2. Commercial distributions or SaaS

Instead of building from scratch, an organization can embrace appropriate commercial distributions and cloud technologies that will greatly mitigate the big challenges highlighted in the previous approach.

Subscription-based cloud solutions and deployments are very flexible and scalable. It doesn’t need to worry about the platform compatibility issues since several enterprise-ready commercial distributions are available that simplify the integration issues among the multitude of products in the Hadoop ecosystem and provide Big Data as a packaged solution ensuring ease, flexibility, and security. As a result, they can onboard the platform at a much faster pace and can focus more on specific business needs.


  • Business goals are met faster as platform and infrastructure challenges are outsourced to software distribution providers.
  • Partial ownership of data and process, using cloud deployments
  • Minimize or avoid platform version incompatibilities and software technical debt.
  • Offers still a high level of flexibility in development and deployment, with faster TTM (Time to Market)


  • Increases risks of vendor lock-in, with reduced flexibility offered by open-source software
  • These solutions can be generic by offering a big data suite of products in the cloud requiring industry-specific IoT solutions to be built.
  • There is no single software provider that offers end-to-end IoT solutions.
  • Still requires broad expertise in multiple technologies, highly skilled resources, larger development teams, and the ability to execute big projects

3. Platform-as-a-service (PaaS)

The first two approaches demand significant effort and time in establishing an IoT platform.
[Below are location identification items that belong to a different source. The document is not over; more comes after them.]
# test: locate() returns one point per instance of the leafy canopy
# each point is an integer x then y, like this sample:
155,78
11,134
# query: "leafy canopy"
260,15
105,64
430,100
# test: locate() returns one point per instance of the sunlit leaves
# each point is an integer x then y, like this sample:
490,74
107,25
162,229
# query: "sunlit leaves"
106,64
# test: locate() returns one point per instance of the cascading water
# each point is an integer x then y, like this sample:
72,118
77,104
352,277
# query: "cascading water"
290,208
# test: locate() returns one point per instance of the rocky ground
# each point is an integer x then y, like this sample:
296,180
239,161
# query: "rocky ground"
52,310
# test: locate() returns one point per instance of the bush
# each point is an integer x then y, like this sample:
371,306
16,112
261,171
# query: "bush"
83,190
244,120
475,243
In PaaS, the complexities of the platform and the multitude of products are outsourced to the software provider companies, which leverage IoT, cloud computing, machine learning, and big data analytics. In addition, the organizations can also benefit from domain-specific or industry-specific accelerators that can be readily adopted.
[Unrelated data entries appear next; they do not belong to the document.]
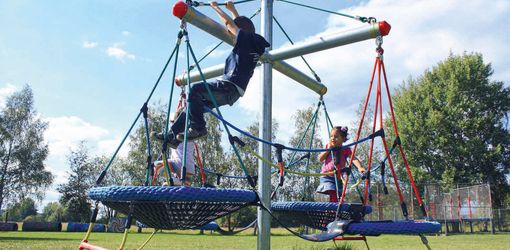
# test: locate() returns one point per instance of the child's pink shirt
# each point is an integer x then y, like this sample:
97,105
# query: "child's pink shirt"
329,164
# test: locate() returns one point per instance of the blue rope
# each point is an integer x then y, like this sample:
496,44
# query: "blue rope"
275,144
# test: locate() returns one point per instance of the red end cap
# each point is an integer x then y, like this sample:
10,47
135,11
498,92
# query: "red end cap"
384,28
180,9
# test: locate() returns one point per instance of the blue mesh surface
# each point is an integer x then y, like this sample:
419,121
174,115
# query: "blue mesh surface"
316,214
374,228
313,206
167,193
164,207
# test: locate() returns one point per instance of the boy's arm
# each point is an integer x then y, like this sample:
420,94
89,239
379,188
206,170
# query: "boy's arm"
230,6
226,19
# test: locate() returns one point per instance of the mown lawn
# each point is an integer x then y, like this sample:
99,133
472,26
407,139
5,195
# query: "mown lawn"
279,240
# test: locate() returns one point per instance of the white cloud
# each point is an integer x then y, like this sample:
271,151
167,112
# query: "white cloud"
89,44
120,54
423,33
66,132
6,91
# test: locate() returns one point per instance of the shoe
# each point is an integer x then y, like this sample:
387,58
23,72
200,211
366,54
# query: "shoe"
172,143
193,134
161,136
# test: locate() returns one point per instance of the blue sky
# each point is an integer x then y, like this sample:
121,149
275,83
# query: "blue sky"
91,64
  • IoT solutions are deployed at a much faster pace, and organizations can benefit from readily implemented features.
  • Most of the IT complexity is outsourced: not only the platform and infrastructure complexity but also the implementation complexity
  • Product companies can provide the necessary skilled resources for project implementation
  • Business goals are met much faster, as the organizations can benefit from domain-specific templates or accelerators, resulting in faster TTM


  • High risk of vendor lock-in
  • Requires highly specialized skills related to the software product, and that skillset is not widely available even among System Integrator companies
  • Heavy reliance on product vendors for implementation, which is usually offered at a premium price
  • Decrease in flexibility for customizations and often must wait for product vendor to release the required features.